Video games have always been at the forefront of the exploration of new technologies. Games have the ability to test the limits of what's possible without compromising “real” data, giving developers the freedom to try new things and discover the implementations that drive innovation.
Such was the case with personal computing and later with the Internet, which in its early days saw its first network congestion episodes back when it was still ArpaNet and some developer figured out how to play with his friends.
With artificial intelligence, it will be no different. But we are currently in an exciting period where the precise implementation of AI in games has not been discovered yet. Beyond the obvious addition of AI to NPC characters, I believe there’s a more fundamental role AI can play in video games: A State Machine Operator.
The basic premise of the state machine is that there are specific states the machine can be in. For example, in Pokemon games, we are introduced to a free-roaming state and a combat state with definite loops that the player engages with and switches between to complete the game.

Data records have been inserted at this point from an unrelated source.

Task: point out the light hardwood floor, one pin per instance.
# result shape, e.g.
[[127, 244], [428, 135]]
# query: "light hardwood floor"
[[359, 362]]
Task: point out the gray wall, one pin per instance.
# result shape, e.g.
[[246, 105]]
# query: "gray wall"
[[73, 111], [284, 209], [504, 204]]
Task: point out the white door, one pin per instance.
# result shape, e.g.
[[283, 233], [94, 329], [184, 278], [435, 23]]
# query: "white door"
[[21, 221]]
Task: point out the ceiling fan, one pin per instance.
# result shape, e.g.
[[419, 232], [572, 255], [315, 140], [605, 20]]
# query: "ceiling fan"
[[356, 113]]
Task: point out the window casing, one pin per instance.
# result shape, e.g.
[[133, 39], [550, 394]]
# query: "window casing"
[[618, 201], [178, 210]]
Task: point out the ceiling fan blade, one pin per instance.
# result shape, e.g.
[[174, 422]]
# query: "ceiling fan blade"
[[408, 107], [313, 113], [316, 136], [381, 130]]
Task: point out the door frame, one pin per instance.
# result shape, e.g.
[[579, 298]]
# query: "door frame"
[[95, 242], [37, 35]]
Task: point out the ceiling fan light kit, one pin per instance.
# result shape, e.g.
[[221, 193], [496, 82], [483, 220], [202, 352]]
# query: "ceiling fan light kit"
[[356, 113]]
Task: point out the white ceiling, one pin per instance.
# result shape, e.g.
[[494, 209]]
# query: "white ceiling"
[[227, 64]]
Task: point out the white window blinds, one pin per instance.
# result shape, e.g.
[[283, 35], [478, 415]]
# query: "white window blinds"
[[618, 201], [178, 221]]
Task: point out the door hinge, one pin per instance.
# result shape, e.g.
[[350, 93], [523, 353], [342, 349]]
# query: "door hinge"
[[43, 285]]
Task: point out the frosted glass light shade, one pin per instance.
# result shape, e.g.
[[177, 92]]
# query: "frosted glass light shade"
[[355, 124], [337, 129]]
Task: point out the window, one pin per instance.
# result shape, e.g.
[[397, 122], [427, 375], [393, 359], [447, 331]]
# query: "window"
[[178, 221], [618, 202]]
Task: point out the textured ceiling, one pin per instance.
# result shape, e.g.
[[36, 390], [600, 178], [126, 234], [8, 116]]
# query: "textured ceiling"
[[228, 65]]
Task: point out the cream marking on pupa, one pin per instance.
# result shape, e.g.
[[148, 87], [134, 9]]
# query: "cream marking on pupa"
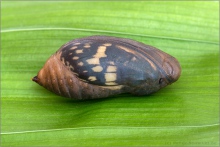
[[97, 69], [110, 77], [133, 52], [111, 63]]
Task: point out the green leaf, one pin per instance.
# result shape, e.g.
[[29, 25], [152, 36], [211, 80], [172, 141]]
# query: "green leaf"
[[185, 113]]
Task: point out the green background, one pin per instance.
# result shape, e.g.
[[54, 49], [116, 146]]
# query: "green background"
[[185, 113]]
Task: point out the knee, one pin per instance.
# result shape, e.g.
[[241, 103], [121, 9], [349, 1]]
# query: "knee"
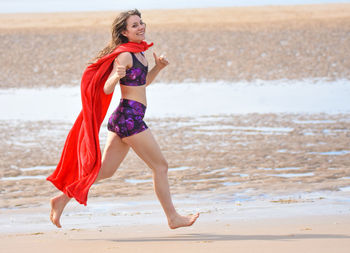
[[162, 168], [105, 173]]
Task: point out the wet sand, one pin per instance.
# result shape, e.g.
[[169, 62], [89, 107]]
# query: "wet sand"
[[273, 157], [275, 154]]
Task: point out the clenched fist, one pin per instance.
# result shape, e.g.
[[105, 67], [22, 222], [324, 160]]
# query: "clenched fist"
[[120, 71]]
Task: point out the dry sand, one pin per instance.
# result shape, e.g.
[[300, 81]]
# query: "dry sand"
[[219, 44], [244, 152], [307, 234], [310, 41]]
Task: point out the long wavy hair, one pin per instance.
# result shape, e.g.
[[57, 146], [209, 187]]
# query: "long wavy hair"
[[118, 26]]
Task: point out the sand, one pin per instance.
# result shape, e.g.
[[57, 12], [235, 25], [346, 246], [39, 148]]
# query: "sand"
[[309, 234], [244, 155], [230, 44]]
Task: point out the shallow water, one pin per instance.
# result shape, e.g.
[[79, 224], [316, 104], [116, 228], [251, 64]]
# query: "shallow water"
[[197, 99]]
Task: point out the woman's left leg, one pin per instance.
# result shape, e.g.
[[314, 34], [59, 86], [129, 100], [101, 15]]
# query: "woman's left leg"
[[146, 147]]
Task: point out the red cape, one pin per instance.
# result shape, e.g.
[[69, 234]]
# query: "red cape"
[[80, 161]]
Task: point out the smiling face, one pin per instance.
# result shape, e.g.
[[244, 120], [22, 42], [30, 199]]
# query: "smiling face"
[[135, 29]]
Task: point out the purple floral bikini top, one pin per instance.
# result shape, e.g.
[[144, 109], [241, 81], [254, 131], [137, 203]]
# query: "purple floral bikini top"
[[136, 75]]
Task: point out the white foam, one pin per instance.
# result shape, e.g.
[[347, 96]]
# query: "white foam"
[[189, 100]]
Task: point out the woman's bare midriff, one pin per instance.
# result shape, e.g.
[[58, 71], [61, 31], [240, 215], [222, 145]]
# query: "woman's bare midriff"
[[136, 93]]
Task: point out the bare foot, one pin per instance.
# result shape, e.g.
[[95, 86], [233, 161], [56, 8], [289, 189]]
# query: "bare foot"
[[182, 221], [57, 205]]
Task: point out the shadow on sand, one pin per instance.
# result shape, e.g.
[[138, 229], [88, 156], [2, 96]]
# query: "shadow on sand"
[[217, 237]]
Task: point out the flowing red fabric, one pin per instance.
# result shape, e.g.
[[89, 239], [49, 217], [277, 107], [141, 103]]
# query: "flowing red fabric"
[[80, 161]]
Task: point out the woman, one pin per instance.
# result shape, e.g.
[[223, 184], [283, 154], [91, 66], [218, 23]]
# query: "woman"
[[126, 126]]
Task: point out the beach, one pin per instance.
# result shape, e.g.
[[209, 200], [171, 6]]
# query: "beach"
[[252, 115]]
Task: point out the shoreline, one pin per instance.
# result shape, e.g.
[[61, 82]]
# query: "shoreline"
[[277, 227], [230, 44]]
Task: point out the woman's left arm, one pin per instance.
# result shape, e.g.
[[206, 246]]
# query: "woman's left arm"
[[160, 63]]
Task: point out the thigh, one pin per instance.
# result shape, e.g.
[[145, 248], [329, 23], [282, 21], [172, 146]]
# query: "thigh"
[[114, 153], [147, 148]]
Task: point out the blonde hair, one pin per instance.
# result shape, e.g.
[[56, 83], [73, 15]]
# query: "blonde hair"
[[118, 26]]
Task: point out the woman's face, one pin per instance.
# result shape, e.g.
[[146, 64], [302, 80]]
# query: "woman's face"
[[135, 29]]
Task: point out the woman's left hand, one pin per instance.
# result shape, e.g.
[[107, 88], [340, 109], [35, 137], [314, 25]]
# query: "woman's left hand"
[[161, 62]]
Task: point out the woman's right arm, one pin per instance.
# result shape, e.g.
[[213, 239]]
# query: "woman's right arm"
[[120, 64]]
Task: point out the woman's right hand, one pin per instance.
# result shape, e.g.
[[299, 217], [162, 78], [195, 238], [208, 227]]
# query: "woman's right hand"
[[120, 72]]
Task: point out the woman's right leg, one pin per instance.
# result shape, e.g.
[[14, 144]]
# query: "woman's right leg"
[[114, 153]]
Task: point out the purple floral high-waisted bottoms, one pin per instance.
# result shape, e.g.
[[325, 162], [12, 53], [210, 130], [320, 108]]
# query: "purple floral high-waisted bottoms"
[[127, 119]]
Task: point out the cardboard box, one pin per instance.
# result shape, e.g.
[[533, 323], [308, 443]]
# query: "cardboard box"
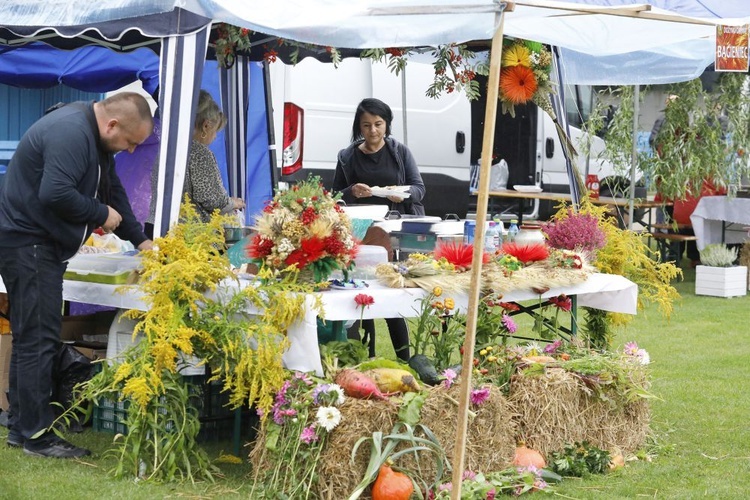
[[5, 344], [721, 281]]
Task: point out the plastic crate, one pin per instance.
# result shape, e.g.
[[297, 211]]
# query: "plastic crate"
[[207, 398]]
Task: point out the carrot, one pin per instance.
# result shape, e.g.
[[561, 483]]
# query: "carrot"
[[358, 385]]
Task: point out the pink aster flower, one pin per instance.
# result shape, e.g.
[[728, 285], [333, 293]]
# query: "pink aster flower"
[[553, 347], [563, 302], [479, 396], [509, 324], [308, 435], [631, 348], [450, 376]]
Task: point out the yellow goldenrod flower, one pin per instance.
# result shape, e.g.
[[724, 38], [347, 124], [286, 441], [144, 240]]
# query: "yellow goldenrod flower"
[[138, 390], [123, 371]]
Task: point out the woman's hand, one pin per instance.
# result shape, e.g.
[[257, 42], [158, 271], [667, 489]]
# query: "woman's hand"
[[360, 190]]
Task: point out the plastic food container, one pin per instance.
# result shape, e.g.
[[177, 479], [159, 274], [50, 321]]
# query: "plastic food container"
[[368, 258], [110, 269]]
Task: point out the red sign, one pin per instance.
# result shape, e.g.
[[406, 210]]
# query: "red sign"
[[732, 48]]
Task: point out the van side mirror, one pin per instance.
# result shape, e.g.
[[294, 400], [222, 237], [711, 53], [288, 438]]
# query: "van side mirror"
[[460, 142]]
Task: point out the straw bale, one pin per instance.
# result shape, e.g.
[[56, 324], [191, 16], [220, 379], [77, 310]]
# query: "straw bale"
[[554, 409], [490, 439], [338, 476]]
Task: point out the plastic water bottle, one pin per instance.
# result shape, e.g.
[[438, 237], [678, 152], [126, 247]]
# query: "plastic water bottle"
[[490, 238], [512, 230], [499, 230], [469, 226]]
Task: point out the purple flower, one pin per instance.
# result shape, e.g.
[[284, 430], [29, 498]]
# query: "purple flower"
[[553, 347], [308, 435], [575, 232], [631, 348], [479, 396], [450, 376], [509, 324]]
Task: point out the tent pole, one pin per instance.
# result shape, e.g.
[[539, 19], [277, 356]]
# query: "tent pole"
[[634, 156], [476, 266], [403, 105]]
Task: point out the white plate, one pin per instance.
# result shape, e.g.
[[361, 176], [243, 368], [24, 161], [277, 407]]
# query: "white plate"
[[527, 189], [395, 191], [347, 285]]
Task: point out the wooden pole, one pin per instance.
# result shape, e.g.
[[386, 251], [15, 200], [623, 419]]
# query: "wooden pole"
[[476, 266], [634, 155]]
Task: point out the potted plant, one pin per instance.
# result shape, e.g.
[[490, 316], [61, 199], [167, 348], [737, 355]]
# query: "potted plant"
[[717, 275]]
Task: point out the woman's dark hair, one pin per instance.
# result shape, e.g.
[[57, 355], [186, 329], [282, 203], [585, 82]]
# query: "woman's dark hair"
[[374, 107]]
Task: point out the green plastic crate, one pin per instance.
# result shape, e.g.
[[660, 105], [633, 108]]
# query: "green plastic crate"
[[208, 399]]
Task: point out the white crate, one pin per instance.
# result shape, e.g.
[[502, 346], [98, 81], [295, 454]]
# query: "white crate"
[[721, 281]]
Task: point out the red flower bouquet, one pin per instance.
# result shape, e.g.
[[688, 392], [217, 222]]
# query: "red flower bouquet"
[[305, 228]]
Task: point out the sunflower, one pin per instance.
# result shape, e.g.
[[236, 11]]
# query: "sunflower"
[[517, 55], [517, 84]]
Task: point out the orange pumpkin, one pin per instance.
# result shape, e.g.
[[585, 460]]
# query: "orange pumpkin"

A finite-state machine (FSM) or finite-state automaton (FSA, plural: automata), finite automaton, or simply a state machine, is a mathematical model of computation. It is an abstract machine that can be in exactly one of a finite number of states at any given time. The FSM can change from one state to another in response to some inputs; the change from one state to another is called a transition. An FSM is defined by a list of its states, its initial state, and the inputs that trigger each transition. Finite-state machines are of two types—deterministic finite-state machines and non-deterministic finite-state machines. For any non-deterministic finite-state machine, an equivalent deterministic one can be constructed.
State machines are widely available. Parking meters, vending machines, and video game loops are all examples of state machines we interact with regularly. Video game loops are especially interesting because we’ve used them for the past 5 decades to create comprehensive and coherent worlds at an ever-growing scale.
The drawback of state machines is that their states limit the expressibility of the system. If a player wants to engage with the state machine in an unorthodox way, it may not function properly, breaking the experience. Although sandbox-type games aim to allow any number of approaches to the state, this leaves the game feeling bland because of the need to be opinionated about the outcomes. There’s a spectrum developers have to navigate between, making the game open-ended but at the same time specific enough not to feel generic
Enter AI: With LLM-fueled prompts, a new approach can be taken with state machines. Rather than using the states directly, we can pass them to an AI interpreter, who can then “perform” the state as an improv scene. By allowing the AI to use its expressibility while constraining it to the information presented by the state machine, we can create a “smart” set that will generate a coherent, authentic, and unique experience for every user. By enabling the user experience to color the context, we can have highly personalized interactions inside of games at a scale.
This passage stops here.